The Vacuum Sealing Process
1. Food Preparation Before Bagging
Whether you’re prepping cooked or fresh vegetables, cutting bones off of meat and fish, or resizing foods to be put into vacuum sealed bags, you want to make sure your foods are prepped and prepared to be vacuum sealed properly. After deciding what foods you want to vacuum seal, keep softness and size in mind when placing into vacuum sealable bags. Sharp objects can possibly pop the bag during the vacuum sealing process such as bones in meat or foods that are too big or shaped oddly. Fruits for example are not always the best shaped foods to put into an airtight vacuum sealed bag. Sometimes cutting your fruits beforehand and flash freezing them is the way to go.

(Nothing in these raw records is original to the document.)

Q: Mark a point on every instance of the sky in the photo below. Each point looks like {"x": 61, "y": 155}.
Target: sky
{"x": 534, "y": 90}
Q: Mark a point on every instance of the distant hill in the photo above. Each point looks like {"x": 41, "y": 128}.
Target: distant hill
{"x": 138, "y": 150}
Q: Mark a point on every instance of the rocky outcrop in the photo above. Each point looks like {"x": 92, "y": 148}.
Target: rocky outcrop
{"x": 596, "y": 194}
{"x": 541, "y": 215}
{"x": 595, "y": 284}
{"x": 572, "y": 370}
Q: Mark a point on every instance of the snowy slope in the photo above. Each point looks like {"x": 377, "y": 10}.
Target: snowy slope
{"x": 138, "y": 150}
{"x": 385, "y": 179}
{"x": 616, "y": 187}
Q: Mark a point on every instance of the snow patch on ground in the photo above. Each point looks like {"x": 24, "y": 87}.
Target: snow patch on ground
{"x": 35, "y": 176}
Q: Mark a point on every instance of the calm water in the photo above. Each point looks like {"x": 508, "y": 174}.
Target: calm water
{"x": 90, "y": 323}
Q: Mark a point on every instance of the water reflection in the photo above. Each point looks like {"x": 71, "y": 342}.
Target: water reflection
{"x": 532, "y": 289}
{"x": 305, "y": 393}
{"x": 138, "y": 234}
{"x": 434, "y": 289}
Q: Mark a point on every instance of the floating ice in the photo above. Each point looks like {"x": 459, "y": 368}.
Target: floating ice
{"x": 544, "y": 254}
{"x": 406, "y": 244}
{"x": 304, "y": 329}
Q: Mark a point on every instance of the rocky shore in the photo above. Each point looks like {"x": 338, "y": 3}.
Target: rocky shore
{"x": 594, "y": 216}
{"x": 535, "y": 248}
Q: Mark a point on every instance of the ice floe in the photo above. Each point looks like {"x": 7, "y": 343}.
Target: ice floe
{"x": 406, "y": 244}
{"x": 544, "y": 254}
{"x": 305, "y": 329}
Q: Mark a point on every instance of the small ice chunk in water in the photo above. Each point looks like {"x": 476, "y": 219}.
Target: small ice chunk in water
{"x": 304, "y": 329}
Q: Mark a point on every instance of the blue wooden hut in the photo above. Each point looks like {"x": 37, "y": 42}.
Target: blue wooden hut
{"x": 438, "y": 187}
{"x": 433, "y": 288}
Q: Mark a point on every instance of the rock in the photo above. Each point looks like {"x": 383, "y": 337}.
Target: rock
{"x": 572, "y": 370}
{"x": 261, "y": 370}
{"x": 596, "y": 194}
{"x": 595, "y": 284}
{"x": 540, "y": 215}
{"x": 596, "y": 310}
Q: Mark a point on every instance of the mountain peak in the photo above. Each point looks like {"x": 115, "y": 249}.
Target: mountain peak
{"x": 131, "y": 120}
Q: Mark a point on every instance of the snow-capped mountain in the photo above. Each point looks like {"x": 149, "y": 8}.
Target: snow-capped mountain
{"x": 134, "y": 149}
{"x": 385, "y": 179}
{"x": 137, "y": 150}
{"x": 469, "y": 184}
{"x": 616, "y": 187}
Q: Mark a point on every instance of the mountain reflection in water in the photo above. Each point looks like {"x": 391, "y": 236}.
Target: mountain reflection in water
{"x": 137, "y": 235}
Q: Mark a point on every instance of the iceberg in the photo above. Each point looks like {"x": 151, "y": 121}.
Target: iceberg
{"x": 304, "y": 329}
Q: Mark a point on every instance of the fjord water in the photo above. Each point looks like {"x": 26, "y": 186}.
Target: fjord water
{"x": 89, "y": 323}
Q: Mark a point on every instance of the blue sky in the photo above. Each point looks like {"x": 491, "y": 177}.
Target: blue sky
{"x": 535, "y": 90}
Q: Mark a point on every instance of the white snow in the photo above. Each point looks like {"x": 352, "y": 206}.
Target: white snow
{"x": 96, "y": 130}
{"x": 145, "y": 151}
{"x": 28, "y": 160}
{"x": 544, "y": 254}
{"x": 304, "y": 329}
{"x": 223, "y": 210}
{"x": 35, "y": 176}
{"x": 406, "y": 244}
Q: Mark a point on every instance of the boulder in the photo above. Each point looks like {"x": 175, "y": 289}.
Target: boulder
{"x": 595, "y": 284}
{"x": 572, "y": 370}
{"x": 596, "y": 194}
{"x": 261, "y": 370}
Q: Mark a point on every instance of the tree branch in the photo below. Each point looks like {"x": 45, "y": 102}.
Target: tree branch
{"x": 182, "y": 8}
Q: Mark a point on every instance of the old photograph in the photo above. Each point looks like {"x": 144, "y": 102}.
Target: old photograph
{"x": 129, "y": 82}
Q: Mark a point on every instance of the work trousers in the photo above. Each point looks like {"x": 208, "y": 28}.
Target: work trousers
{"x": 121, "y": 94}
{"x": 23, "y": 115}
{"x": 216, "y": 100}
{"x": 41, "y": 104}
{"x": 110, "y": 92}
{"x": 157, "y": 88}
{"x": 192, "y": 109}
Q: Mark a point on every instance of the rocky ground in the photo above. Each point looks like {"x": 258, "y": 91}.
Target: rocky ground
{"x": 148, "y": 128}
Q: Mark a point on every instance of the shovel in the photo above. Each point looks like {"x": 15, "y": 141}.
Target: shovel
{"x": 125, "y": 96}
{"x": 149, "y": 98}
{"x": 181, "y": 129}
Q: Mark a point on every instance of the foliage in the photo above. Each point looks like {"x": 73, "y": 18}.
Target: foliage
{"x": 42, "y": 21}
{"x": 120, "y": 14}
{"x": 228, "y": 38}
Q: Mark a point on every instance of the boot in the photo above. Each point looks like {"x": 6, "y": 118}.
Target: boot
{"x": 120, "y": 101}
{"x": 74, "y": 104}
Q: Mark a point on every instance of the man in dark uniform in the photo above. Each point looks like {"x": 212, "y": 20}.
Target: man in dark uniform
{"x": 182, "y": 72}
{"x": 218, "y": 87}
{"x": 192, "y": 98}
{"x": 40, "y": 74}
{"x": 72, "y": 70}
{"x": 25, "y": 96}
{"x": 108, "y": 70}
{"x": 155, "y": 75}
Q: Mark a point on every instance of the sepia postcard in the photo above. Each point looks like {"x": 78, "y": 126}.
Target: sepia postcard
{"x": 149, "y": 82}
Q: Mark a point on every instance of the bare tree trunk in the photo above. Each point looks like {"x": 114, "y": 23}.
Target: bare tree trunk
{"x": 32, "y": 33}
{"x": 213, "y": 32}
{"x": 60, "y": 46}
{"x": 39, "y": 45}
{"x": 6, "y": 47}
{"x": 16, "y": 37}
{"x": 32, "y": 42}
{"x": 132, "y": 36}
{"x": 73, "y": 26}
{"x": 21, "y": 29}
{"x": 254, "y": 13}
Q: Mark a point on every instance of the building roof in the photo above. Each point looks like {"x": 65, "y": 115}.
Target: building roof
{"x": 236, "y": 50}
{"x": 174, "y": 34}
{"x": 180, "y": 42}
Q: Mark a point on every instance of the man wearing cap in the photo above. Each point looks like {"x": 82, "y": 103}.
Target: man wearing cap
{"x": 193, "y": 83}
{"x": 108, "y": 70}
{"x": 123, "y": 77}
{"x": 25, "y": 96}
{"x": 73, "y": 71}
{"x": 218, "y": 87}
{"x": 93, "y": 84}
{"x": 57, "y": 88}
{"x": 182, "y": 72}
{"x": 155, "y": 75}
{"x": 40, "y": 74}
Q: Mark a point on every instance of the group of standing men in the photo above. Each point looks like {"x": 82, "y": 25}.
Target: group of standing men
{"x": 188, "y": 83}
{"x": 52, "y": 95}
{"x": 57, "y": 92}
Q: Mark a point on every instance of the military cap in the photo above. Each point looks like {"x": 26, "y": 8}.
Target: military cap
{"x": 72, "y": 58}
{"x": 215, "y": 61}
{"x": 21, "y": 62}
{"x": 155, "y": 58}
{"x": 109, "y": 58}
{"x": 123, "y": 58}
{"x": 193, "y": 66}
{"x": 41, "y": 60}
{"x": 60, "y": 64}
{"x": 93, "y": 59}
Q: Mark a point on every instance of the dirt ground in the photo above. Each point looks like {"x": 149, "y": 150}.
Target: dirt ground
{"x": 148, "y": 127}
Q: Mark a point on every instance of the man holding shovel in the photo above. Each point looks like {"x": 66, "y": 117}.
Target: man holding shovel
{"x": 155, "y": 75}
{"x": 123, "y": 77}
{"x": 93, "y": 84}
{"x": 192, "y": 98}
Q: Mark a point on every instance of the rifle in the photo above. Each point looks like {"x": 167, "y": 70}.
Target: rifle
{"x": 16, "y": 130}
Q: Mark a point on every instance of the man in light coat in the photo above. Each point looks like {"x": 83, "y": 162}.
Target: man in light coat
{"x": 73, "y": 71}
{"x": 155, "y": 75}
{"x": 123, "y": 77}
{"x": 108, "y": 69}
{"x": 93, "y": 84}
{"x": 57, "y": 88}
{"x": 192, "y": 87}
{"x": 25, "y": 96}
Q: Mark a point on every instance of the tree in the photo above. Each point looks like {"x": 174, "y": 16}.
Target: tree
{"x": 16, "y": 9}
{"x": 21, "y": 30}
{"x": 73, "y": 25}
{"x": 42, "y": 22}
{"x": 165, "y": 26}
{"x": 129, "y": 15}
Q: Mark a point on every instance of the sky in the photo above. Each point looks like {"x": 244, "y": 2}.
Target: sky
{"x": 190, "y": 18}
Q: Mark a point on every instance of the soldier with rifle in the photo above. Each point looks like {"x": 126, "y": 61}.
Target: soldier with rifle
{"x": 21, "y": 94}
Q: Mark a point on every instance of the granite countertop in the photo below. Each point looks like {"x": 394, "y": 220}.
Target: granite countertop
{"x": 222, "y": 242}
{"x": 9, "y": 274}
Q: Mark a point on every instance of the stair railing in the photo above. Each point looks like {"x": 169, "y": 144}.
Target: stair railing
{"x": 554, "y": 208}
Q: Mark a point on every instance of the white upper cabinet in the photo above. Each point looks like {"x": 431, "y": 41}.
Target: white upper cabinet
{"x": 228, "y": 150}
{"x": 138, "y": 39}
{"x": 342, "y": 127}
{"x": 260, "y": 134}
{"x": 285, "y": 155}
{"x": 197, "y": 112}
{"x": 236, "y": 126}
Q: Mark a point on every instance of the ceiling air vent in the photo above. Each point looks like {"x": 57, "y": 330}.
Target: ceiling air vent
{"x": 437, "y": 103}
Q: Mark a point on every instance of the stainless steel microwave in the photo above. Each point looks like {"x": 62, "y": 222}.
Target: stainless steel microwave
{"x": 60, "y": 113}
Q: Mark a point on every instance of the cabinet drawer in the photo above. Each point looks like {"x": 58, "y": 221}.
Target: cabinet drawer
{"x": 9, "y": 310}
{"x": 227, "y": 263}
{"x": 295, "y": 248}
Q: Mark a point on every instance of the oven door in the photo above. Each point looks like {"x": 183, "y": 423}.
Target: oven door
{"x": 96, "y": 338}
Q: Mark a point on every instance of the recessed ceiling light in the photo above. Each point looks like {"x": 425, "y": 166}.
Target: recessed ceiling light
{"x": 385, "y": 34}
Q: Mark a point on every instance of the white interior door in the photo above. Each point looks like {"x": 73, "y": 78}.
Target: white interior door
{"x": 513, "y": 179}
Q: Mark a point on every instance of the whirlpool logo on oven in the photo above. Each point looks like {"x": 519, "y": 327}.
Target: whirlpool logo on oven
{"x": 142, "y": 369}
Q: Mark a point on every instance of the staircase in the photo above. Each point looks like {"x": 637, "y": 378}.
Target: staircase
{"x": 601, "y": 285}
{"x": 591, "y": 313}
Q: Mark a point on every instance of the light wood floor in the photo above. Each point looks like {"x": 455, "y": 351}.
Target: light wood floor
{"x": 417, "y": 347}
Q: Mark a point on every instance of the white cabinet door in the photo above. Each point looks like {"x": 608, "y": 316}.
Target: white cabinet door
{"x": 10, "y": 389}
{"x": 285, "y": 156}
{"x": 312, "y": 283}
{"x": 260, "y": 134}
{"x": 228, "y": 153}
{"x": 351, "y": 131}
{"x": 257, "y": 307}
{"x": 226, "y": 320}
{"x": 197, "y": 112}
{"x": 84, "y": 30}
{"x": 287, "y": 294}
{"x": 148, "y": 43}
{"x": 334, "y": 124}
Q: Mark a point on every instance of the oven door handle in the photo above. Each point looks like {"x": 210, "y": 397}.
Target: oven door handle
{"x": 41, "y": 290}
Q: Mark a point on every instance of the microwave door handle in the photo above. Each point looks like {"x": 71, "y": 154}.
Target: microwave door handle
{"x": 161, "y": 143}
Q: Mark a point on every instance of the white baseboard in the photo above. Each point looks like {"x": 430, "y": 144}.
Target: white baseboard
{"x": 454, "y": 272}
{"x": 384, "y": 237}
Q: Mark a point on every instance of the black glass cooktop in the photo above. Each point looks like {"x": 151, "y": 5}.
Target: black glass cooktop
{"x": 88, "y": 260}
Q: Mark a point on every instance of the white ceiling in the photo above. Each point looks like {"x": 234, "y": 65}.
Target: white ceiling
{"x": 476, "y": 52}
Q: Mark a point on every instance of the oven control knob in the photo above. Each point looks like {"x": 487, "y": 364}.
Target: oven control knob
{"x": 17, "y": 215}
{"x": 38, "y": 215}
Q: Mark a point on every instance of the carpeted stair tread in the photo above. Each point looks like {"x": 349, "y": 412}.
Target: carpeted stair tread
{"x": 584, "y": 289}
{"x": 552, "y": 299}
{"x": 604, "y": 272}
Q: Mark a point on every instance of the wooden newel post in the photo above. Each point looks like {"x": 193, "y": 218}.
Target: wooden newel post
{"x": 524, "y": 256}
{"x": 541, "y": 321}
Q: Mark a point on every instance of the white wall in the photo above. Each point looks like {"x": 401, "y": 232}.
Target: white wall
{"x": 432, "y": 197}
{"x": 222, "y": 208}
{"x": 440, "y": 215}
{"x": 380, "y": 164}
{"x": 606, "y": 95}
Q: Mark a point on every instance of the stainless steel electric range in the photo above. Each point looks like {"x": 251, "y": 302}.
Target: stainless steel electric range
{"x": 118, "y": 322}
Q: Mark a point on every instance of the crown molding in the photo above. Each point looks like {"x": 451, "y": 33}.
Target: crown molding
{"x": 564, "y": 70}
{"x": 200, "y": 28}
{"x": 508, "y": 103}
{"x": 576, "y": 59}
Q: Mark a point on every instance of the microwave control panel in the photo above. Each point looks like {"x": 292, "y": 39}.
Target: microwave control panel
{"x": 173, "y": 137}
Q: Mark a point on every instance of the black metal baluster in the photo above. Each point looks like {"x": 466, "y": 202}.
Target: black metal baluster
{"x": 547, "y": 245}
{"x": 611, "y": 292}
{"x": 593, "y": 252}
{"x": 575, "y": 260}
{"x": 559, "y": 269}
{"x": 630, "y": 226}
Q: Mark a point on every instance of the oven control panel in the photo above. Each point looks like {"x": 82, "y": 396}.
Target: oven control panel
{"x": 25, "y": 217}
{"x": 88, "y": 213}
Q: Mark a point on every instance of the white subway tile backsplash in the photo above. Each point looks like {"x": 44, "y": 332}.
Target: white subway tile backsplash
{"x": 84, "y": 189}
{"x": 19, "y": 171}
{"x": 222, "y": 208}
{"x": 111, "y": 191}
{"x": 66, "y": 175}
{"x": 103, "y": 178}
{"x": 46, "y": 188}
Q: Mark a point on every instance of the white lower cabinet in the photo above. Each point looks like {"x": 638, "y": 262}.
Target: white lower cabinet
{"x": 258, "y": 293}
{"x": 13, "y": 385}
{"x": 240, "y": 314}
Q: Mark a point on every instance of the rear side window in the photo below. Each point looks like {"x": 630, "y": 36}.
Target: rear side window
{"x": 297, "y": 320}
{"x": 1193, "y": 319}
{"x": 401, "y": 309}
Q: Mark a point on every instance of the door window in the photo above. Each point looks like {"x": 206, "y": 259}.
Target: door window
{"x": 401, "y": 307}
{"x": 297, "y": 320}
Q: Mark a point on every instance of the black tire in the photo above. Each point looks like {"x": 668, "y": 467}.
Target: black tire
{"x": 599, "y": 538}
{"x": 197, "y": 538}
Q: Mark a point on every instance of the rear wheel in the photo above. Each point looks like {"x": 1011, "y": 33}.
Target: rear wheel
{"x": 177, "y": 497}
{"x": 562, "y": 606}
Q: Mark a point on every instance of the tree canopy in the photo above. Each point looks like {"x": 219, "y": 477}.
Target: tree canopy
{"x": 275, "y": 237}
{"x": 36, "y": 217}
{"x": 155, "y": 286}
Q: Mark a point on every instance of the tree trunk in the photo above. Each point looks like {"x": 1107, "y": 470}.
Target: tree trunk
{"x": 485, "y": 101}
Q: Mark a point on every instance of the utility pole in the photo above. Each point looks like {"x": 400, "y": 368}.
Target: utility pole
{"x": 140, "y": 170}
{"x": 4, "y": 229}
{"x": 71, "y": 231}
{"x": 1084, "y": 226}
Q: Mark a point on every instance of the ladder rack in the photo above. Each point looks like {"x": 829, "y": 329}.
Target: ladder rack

2. Choosing the Right Bags
When it’s time to vacuum seal your food, you’ll want to choose bags that are made to be vacuum sealed. SCHEELS sells vacuum sealable bags from LEM from all different shapes and sizes. From single bag packs to bag rolls, our vacuum sealable bag options give you versatility in choosing how much you are going to vacuum seal. When it comes to placing your food into a vacuum sealable bag, you’ll want to roughly base the bag size off the food you’ll be sealing. Using bags that are too big for your food, will ultimately waste bags and you’ll find yourself needing to make a shopping run sooner than you think. Too small of bags can cause the bag to pop during the vacuum sealing process without enough room to properly seal. Remember to always leave room between the vacuum sealable end of the bag and your food so the vacuum sealing machine can properly remove all of the oxygen and air from the bag.
3. Time to Vacuum Seal
Now that you have your food prepared and inside your vacuum sealable bag, it’s time to vacuum seal! Whether you’re using a standard table-top vacuum sealer or a handheld sealer, the functionality of the device is pretty straight forward. Insert the sealable end of your bag into the vacuum sealer and follow your model’s instructions. Vacuum sealers on average take about less than a minute to fully consume oxygen and seal your bag. Most models feature buttons that guide you along the sealment process for a swift and easy procedure. After the first couple of times using your machine and bags, you’ll become a vacuum sealing pro in no time at all.
4. Proper Food Storage
Once you have your food properly vacuum sealed inside your bags, it’s time to properly store your food. Depending on what types of food you vacuum sealed, you can store them in various different places. A general rule of thumb is to store your vacuum sealed foods where you would normally preserve them without being vacuum sealed. Vacuum sealing takes traditional storage methods and just prolongs the life of the food. Perishable and non perishable foods alike should be placed where you would normally store them. You’ll want to make sure to freeze meats and fish as well as vegetables for long term storage. Other foods such as fruits can also be put in the freezer for future use. Non perishable foods can be put right back in the pantry where they normally would be stored. Lastly, don’t forget to date your bags so you remember how long it’s been since they’ve been vacuum sealed.